Creio que uma das razões que permite manter hoje esta sociedade de pé é, hoje em dia, absolutamente excepcional: a Bélgica (que já não tem o Congo) é sede da Otan e da UE e por isso beneficia dos rendimentos que daí lhe advêm. Creio também que este tipo de compromisso não poderá manter-se muito tempo, face à tempestade neo-liberal que por aí vai.

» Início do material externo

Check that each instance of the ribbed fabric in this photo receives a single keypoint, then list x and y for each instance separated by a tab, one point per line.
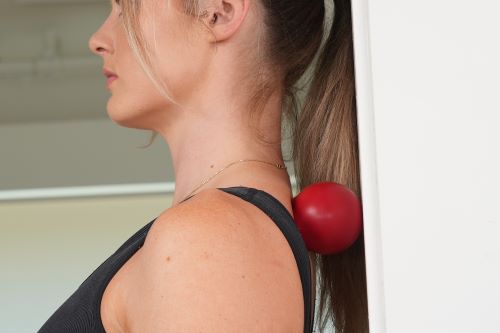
81	311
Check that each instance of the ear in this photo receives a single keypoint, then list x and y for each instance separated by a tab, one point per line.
225	17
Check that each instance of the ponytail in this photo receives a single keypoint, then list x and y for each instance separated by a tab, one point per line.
325	148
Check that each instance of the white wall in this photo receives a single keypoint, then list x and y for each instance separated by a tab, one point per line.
436	82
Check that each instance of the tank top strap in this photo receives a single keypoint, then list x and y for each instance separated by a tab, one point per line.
282	218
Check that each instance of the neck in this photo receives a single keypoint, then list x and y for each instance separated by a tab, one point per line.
204	141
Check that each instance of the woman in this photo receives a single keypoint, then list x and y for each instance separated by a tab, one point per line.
213	77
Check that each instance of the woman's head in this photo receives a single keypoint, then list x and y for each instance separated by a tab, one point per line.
175	57
168	54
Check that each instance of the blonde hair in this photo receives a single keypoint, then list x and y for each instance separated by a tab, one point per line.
324	126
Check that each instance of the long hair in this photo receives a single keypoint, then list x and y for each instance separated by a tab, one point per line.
323	123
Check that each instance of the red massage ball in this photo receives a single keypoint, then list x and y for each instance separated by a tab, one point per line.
328	216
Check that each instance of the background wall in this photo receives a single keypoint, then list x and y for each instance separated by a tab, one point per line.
434	100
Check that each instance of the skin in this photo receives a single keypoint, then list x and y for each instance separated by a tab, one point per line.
205	66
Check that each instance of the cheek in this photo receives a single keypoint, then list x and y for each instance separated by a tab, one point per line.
183	68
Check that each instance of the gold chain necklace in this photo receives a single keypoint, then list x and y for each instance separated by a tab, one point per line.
279	166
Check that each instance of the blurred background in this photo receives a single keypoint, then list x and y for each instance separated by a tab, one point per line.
73	184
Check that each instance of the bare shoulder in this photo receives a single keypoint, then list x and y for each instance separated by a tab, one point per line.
206	267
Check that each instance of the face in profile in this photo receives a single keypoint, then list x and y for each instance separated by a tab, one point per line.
180	54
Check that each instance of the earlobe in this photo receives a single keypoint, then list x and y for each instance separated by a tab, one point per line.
226	17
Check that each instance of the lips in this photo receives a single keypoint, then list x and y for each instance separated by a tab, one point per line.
110	75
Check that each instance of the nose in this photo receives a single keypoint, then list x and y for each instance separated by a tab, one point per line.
100	42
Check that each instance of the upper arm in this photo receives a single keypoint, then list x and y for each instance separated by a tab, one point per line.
201	271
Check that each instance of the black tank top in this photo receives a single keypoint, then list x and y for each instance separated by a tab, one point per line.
81	311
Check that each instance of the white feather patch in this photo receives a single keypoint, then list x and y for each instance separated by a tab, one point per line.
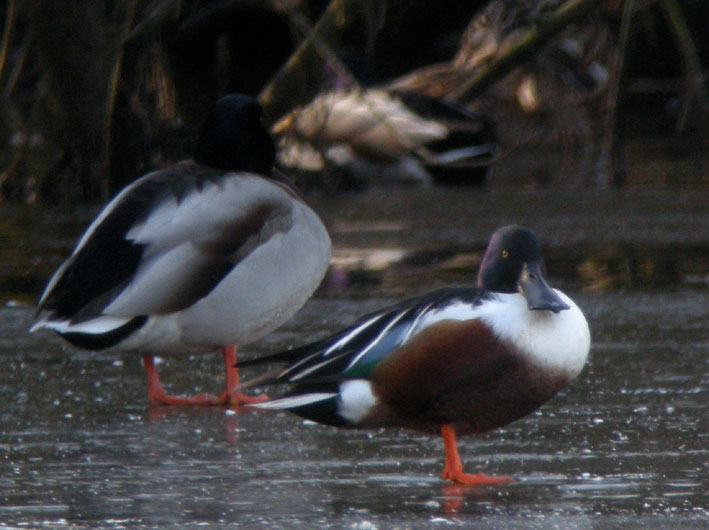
294	401
356	400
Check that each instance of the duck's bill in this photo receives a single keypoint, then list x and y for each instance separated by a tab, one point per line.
540	297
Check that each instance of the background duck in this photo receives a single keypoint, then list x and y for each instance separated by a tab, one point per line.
204	254
381	135
459	360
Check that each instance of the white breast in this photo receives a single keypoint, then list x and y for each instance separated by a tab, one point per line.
557	342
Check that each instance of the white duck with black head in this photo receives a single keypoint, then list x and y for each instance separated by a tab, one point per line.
202	255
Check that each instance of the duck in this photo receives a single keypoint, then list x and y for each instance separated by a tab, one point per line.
379	135
200	256
457	361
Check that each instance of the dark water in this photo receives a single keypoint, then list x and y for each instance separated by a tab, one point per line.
627	445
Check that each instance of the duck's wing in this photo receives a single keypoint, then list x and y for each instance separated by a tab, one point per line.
164	243
354	351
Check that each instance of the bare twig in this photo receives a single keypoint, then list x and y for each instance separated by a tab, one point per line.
694	77
612	144
524	48
325	32
7	34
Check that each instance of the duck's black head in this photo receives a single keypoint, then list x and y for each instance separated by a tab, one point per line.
513	264
234	138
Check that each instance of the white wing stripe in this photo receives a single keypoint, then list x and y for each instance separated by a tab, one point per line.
294	401
344	340
376	340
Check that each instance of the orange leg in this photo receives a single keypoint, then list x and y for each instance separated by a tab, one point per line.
453	468
229	395
157	395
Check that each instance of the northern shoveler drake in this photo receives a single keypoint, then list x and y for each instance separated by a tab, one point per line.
457	361
205	254
395	135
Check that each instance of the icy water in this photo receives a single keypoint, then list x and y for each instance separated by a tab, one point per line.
627	445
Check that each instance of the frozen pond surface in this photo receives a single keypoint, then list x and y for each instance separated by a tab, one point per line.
627	445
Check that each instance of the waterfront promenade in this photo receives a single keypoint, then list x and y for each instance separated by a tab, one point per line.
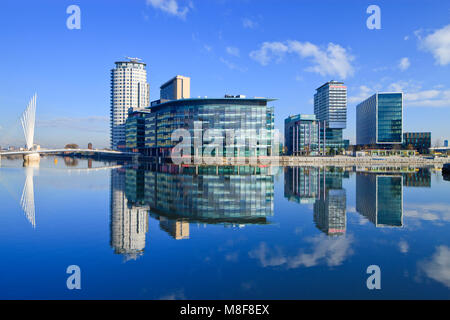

Se ainda não perceberam, explico que nunca fui social-democrata nem partidário de compromissos com Freitas do Amaral, e que já é tarde para mudar. Mas isso não me obriga a ser cego. E reconheço que a associação Soares+Amaral (isto é uma maneira de falar) produziu uma sociedade (mesmo capitalista) mais fácil de viver (e mais humana) do que esta portuguesa, onde, apesar da revolução do 25 de Abril, os engenheiros ainda são "senhores engenheiros" e qualquer licenciado é "senhor doutor", e as filhas do António Ferro são êxitos editoriais. E isto não sendo uma monarquia, como a Bélgica. Ora, poxa, para um republicano socialista e de extr3#@ ixk3rd@, isto sabe mal ao passar na boca.

Mas, como disse o Trotsky, a burguesia tem muito mais experiência. Isto é, a burguesia inteligente, com substrato.

Saúde e Fraternidade (e auto-ironia), caros amigos.